Sean Kirst: Roosevelt Field
In Shadow of State Football Playoffs, City Dreams — Old and New — at Roosevelt Field
by Sean Kirst (December 7, 2025) — Story references Syracuse Firefighters Tom Humberstone and Ken Kinsey
The following column recounts some rich football history — as well as dreams for the future — at the old Roosevelt Field on Brighton Avenue, once the capital of high school football in Central New York.

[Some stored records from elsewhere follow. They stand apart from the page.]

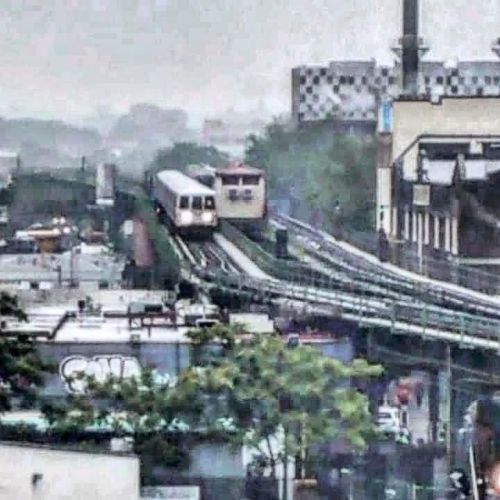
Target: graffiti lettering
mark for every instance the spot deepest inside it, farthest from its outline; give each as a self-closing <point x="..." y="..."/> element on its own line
<point x="100" y="366"/>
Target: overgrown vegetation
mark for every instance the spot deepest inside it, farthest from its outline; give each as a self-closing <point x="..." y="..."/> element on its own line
<point x="246" y="390"/>
<point x="318" y="171"/>
<point x="21" y="368"/>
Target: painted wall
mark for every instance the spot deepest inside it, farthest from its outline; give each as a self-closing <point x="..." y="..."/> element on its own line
<point x="101" y="359"/>
<point x="65" y="474"/>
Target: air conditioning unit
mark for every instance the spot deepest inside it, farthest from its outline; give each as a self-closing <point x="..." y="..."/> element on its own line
<point x="121" y="445"/>
<point x="135" y="338"/>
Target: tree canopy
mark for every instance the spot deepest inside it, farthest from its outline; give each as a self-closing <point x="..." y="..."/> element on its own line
<point x="182" y="154"/>
<point x="315" y="168"/>
<point x="263" y="389"/>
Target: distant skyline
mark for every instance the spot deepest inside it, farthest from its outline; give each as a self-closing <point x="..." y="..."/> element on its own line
<point x="66" y="58"/>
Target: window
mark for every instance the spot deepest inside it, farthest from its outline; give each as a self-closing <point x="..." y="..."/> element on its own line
<point x="230" y="180"/>
<point x="251" y="180"/>
<point x="184" y="202"/>
<point x="197" y="203"/>
<point x="209" y="202"/>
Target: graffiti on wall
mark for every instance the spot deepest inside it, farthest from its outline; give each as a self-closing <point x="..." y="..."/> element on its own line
<point x="99" y="366"/>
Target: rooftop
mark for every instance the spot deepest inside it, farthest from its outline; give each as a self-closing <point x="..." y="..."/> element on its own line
<point x="238" y="168"/>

Columnist Sean Kirst is interested in your memories: If you recall the days when Roosevelt reigned as the region’s premier high school field, email Kirst at skirst@centralcurrent.org, and he’ll collect those thoughts in a followup piece.
Sixty-two years after making the best split-second football decision of his life, Tony Dottolo looked out last Thursday from inside his idling SUV as a fierce snow squall swallowed up the field where it happened — though the storm hardly diminished his memory of an intense high school huddle and a pivotal call Dottolo made for his teammates on third down.
At 79, those memories were sparked by his return after many years to Brighton Avenue’s Roosevelt Field, next to what’s now Brighton Middle School Academy — a structure built a century ago as the old Theodore Roosevelt Junior High. In 1963, Dottolo was a senior quarterback on a once-beaten Eastwood High team that went up against powerful Christian Brothers Academy, which was atop the old City League and rolling with a 12-game winning streak.